View from the Kaimai Ranges on the North Island (Photo by Sarinea Meserkhani)

I did all my research like any smart person would: read through the Reddit thread specifically catered to people looking to move to NZ, looked up how to get an IRD number (the number that identifies me for tax purposes), the works. Somehow, though, I missed one critical piece of information.

The entire country’s banks stopped accepting foreign currency and checks as of 2020.

What?!

You might think that’s not a big deal, but it absolutely was in my case.

If you lived in Los Angeles in 2011 and had a Facebook account, you probably heard about Bank Transfer Day. It was an initiative created by Sigurd Christian calling for people to voluntarily switch from commercial banks to not-for-profit credit unions by November 5th, 2011 (Guy Fawkes Day, which, interestingly enough, is celebrated with fireworks here in New Zealand). Since credit unions have a profit motivation that is different from traditional banks, they usually don’t do much risk lending, keeping the money invested in the local community through car and home loans. I was one of the people who switched to a credit union that year and never looked back. The Credit Union National Association (CUNA) claimed that on November 5, 2011 alone, approximately 40,000 people joined credit unions, with credit unions realizing $80 million in new account funds.

Credit unions, however, don’t necessarily have all of the functionality of a commercial bank. Something my credit union couldn’t do when I was moving was an international wire transfer. I was told I could take my funds out as a cashier’s check and deposit it once I got here. Or so they thought.

It took me nearly three weeks to even open up a bank account, for one reason or another, but once I finally did, I had my cashier’s check in hand ready to deposit. My bank teller was a lovely woman named Erica, who happened to grow up in Newmarket, the neighboring town to the rural farm area about an hour outside of Toronto where my grandparents lived my entire life. What a freakishly small world!

Erica shared that because I hadn’t had an account with this bank for at least 3 months (this was Day One), it was not considered a “clean negotiated item” and would take up to a month to clear, and only after being mailed by courier back to the United States in order to determine its veracity. I was in absolute shock. I had already used most of the cash I had exchanged through a foreign currency exchange vendor and would definitely be destitute before a month’s time. Now, I am incredibly fortunate to have parents who can (and did) send me money at the drop of a hat, and a friend I was living with here was willing to front me however much money I needed, but if I didn’t have that kind of support, what would I have done? I shudder at the thought of how easy it is to become unhoused if one doesn’t have a solid support system. Having spent most of my life living in Los Angeles, I’ve seen what can happen to people who find themselves in that scenario, and how homelessness has steadily grown to now epidemic proportions in that particular city.

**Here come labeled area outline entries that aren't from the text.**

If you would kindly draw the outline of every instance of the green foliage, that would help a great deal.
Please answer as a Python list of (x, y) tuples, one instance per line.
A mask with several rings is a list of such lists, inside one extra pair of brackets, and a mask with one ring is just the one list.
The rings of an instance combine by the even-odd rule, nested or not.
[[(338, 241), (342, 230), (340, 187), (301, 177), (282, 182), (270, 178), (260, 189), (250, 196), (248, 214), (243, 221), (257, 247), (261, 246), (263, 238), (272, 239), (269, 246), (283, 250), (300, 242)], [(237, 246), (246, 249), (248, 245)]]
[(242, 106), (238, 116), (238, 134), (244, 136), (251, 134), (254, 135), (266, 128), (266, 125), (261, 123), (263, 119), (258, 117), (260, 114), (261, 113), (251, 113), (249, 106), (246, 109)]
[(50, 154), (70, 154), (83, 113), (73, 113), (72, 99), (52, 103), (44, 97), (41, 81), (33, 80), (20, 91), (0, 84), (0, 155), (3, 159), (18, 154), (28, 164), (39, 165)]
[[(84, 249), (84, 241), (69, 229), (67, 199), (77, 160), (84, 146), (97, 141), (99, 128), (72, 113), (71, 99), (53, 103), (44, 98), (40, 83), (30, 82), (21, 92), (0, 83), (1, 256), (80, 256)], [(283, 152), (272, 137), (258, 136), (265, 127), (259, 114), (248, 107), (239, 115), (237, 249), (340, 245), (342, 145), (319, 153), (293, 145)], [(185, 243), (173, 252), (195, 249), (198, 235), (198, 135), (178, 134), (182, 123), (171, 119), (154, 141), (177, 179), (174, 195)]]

So, off my check went. I was tracking its movements as best I could because that was basically all my money tied up in one piece of paper — talk about anxiety-inducing! When I took my money out of my account before moving, I ended up chatting at length with the bank manager, Sylvia, who said she was excited for me to go on this adventure and kindly offered me her card, “in case anything went awry.” You better believe I called her and asked for a status update after a couple of weeks had gone by. Her response was to send me an email, complete with a scanned copy of my check, stamped and cashed as of July 3rd by a third-party bank. That said, the money was not in my account here in NZ, so you can imagine my surprise. Did my money disappear into thin air? Who was making interest off of it now? Certainly not me, nor my bank in LA. This process was proving disconcerting to say the least.

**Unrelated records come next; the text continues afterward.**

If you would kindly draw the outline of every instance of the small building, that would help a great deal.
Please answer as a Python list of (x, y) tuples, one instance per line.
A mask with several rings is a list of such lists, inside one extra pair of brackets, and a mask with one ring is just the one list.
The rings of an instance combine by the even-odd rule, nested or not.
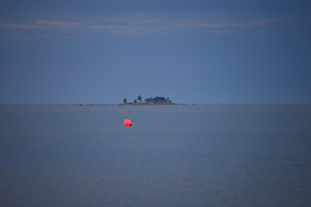
[(166, 99), (164, 97), (159, 97), (157, 96), (156, 97), (152, 98), (151, 97), (151, 98), (146, 98), (145, 99), (145, 103), (165, 103)]

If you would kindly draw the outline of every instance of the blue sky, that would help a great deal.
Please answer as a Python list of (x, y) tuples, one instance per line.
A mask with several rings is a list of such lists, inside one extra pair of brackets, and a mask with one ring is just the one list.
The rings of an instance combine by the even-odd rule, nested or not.
[(0, 4), (0, 103), (311, 103), (309, 1)]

I called ANZ. I asked how long I could expect it to take before the money would show up in my account. I was told to contact the teller who had helped me, so I reached out to Erica via email. She reached back out to me a couple of days later after conferring with the International Cheque Clearing Team. As of July 17th, I was told it would take until the 24th for the funds to be released; however, it would be credited to my account on the 26th. I deposited this check on June 16th. It was well over a month before my money made it to me! That check traveled a total of 13,463 miles, or 21,667.21 km (as calculated here). I have no idea what happened in the ether to this money before it “moved” from my credit union in LA to my bank in NZ, but I can tell you that I do not wish the experience I had upon anyone (which is why I’m writing this at all).

The irony of all of this, in my humble opinion, is that while the banking system here is considered far more “advanced” as a result of no longer accepting cheques (in the spelling of the Commonwealth), the system of reconciling with the rest of the world who haven’t yet come up to speed is incredibly antiquated! To paraphrase a wise teacher of mine, Stephen Jenkinson, who wrote the book “Money and the Soul’s Desires”: the more abstracted money becomes, the less control we have over her movements.

While this debacle could have been avoided had I known this information well in advance, I think the silver lining it poses is in the opportunity to inform others of all these fun facts. Onwards and upwards!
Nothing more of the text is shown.